We can check the output of this and any other stage at any time by clicking Show output from the selected stage.
Similarly, we can see the input of any stage at any time by clicking Show input to the selected stage.
This is a really nice and convenient feature, as it makes keeping track of the precise form of the data we are working at each stage in the aggregation pipeline really easy.
We can see in the Stage 1 output tab that we have the results we need from this stage, and so let’s go on and create the next.
Stage 2: Group results with the $group operator
We now need a way to group together the results from Stage 1 on zip code and then add up each of the available units figures. The ‘$group‘ operator is exactly what we need for this.
The Stage 2 $group operator specification is repeated below:
{
_id: "$zip_code",
totalUnits: { $sum: "$units" }
}
The specification of Stage 2 states that the output of this stage will be documents that have an “_id" with a distinct zip code as a value and so will group together documents input to this stage that have the same zip code, and a “totalUnits" field whose value is the sum of all the "units"field values from each of the documents in the group.
We can see the input to and output from tabs for this stage in the screenshot and can confirm that a reduction has taken place – of the 70 documents input to this stage, there were 36 distinct zip codes, and so the corresponding 36 documents are output from this stage.
Stage 3: Sort results with the $sort operator
As we want to know the zip codes that have the greatest number of senior housing units available, it would be convenient to sort the results from the greatest to the least total units available.
To do this, we’ll create a third stage using the $sort operator with the following specification, giving us exactly what we want:
{
totalUnits: -1
}
The full pipeline
Going back to the Pipeline tab we can see the result of the execution of the full query, as well as the full query itself, all in one one place.
We can see we have the expected number of results from the full aggregation pipeline, and we can now answer our question: we have a list of the zip codes that have the greatest number of senior housing units available.
Wasn’t that easy?
Tips and tricks
Export query results without running the query
We’ve heard from some users that it gets quite time-consuming to need to run a query first before you can export its results – a pain point that’s especially felt if the queries are long and you frequently need to export.
While we endeavor to introduce a solution in a future release, a workaround is to use an '$out'stage in the pipeline to write the results of the query to a collection.
This workaround requires an intermediate collection for the results, but it means that the query is run only once, and you can always directly export that collection.
Generate code from aggregation queries automatically
We’ve added Query Code – the Studio 3T feature that lets you automatically translate MongoDB and SQL queries to JavaScript, Python, Java, C#, PHP and the mongo shell language – to Aggregation Editor, which means you can now do the same with MongoDB aggregate queries.
Generate driver code in five languages simply by clicking on the Query Tab.

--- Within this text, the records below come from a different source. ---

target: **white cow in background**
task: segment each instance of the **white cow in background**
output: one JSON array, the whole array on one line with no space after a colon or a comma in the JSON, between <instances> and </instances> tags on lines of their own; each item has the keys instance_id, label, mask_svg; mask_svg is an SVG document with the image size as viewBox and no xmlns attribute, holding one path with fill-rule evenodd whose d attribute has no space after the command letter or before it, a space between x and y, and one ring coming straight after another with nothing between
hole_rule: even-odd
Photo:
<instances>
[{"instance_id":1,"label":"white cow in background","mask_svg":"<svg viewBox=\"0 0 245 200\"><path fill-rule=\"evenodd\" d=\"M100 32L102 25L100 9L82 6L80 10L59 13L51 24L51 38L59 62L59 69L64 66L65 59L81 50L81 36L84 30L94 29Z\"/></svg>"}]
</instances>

Here it is in action:
Share aggregation queries with your team
You can save the aggregation queries you’ve created to a file. Not only can you reload them in future sessions, but also share them with other colleagues and users.
You can also easily copy and paste aggregate queries to and from the clipboard.
Handy references
It can take a bit of time to master all the different operators available in the MongoDB aggregation pipeline, so links to the MongoDB Aggregation Pipeline Quick Reference and the Aggregation Section of the MongoDB Manual are always available within a click’s reach directly in the app itself via the Operator Quick Reference and Aggregation Tutorial links, respectively.